A bordo do simulador de vôo mais moderno do planeta, até nosso repórter pode ser transformado em um piloto de avião.

Por Da Redação Materia seguir SEGUIR Materia seguir SEGUINDO
Atualizado em 31 out 2016, 18h39 - Publicado em 31 Maio 2001, 22h00

Rafael Kenski

Eu não tinha a menor idéia de como se dirige um avião. Mesmo assim, estava prestes a assumir o comando de um Airbus A320, aeronave capaz de carregar 150 passageiros e atingir uma velocidade de mais de 900 quilômetros por hora.

Só não era uma missão suicida porque eu jamais sairia de dentro daquele galpão, próximo do Aeroporto de Guarulhos, São Paulo. Tinham acabado de instalar ali o impressionante maquinário que compõe um simulador de vôo de última geração – e lá estava o único jornalista brasileiro convidado a sentir na pele como se opera toda aquela fantasia tecnológica: eu.

A garantia de que eu não passaria vexames maiores estava em meu anfitrião e co-piloto Chris Fauquier, diretor do Centro de Treinamento da América do Sul da CAE, empresa canadense que domina 80% do mercado mundial de simuladores de vôo profissionais. O aparato todo, um monstro metálico de 13 toneladas, é essencialmente uma cabine suspensa no ar por mecanismos hidráulicos que reproduzem os movimentos da aeronave. Todos os comandos são processados por uma parede de computadores com mais de 10 metros de comprimento, contendo os mesmos instrumentos e sistemas de um avião de verdade. Só faltam mesmo as aeromoças me servindo cafezinho e os passageiros pedindo para conhecer a cabine de comando – até o cheiro do ar condicionado é idêntico.

Os instrumentos de controle são basicamente três: o manete, alavanca à minha direita que regula a potência das turbinas; o painel à frente que indica a velocidade, a altitude e a inclinação da nave; e o joystick à esquerda (que os pilotos de verdade chamam de sidestick) que controla a direção propriamente dita, servindo para deslocar o avião tanto para cima quanto para os lados.
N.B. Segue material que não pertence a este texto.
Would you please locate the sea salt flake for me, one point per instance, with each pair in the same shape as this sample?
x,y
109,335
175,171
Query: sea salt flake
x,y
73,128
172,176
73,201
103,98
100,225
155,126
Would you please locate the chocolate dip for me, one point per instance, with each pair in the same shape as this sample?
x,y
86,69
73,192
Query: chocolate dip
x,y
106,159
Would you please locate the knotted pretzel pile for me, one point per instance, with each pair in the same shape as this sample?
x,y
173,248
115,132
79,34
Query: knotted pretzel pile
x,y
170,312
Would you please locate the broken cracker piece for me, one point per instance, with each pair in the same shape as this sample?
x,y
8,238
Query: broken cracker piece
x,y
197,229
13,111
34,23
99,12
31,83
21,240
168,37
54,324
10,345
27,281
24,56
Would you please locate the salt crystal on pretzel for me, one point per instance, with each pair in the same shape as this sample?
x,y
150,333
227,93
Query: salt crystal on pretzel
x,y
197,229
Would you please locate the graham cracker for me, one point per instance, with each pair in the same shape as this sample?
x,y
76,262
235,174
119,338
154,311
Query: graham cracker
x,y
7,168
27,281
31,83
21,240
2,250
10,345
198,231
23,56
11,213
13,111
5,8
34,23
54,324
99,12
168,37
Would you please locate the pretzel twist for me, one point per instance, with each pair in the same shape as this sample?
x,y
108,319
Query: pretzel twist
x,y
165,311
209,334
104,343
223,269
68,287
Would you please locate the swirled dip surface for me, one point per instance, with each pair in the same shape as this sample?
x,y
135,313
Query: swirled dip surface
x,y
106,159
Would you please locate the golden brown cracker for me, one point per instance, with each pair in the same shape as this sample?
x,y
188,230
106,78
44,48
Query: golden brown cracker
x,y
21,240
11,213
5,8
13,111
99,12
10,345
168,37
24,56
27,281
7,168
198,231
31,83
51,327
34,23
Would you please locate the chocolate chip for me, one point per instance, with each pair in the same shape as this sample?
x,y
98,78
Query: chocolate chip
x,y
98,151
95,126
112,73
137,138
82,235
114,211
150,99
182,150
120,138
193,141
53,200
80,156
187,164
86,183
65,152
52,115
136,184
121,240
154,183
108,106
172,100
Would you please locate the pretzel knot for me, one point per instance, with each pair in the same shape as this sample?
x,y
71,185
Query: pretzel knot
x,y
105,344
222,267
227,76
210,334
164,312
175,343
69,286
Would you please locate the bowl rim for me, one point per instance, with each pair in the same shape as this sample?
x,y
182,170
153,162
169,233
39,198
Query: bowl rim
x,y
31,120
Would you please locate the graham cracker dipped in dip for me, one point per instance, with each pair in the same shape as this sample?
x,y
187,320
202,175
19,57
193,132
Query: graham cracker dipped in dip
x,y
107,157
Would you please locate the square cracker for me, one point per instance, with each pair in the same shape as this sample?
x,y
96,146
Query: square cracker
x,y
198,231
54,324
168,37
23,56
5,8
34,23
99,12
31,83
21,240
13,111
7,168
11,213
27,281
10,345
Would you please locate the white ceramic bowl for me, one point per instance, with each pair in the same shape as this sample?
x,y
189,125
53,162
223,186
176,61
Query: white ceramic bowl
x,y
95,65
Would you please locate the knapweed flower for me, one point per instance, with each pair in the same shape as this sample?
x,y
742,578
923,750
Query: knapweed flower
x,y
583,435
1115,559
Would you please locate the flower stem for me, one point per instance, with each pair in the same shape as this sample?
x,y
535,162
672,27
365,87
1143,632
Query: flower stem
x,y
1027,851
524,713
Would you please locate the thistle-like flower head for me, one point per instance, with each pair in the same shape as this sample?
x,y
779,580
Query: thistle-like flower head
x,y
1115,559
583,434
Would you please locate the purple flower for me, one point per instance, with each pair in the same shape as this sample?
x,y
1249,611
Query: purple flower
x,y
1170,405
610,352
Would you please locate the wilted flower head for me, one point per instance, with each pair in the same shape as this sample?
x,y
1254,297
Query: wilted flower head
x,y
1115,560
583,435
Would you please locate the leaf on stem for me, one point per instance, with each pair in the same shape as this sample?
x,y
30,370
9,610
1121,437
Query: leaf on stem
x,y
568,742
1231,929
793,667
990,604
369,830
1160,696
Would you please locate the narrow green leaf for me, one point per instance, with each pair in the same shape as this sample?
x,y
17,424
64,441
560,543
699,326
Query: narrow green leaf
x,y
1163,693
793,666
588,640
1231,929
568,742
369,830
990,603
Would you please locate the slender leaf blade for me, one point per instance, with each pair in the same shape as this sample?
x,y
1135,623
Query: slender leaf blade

Não tem videogame que se compare a isso. Assim que eu sento na poltrona de piloto, aparece na minha cara, como numa imensa tela de cinema, a paisagem 100% carioca: lá adiante o Pão de Açúcar e, logo abaixo, a pista de decolagem do Aeroporto Santos Dumont. Arrepio na espinha. Vai começar a aventura. Chris destrava os freios e estende os flaps – aquelas extensões das asas que dão maior sustentação ao avião e permitem que ele voe em velocidades baixas. Quando eu empurro o manete para a frente, a nave dispara na pista – e o coração dispara no peito. Qualquer suspeita quanto ao realismo da simulação se desfaz imediatamente, pois a força da aceleração me faz grudar na poltrona. O barulho do motor é ensurdecedor. Até a trepidação provocada pelas ranhuras no asfalto é reproduzida pelo simulador.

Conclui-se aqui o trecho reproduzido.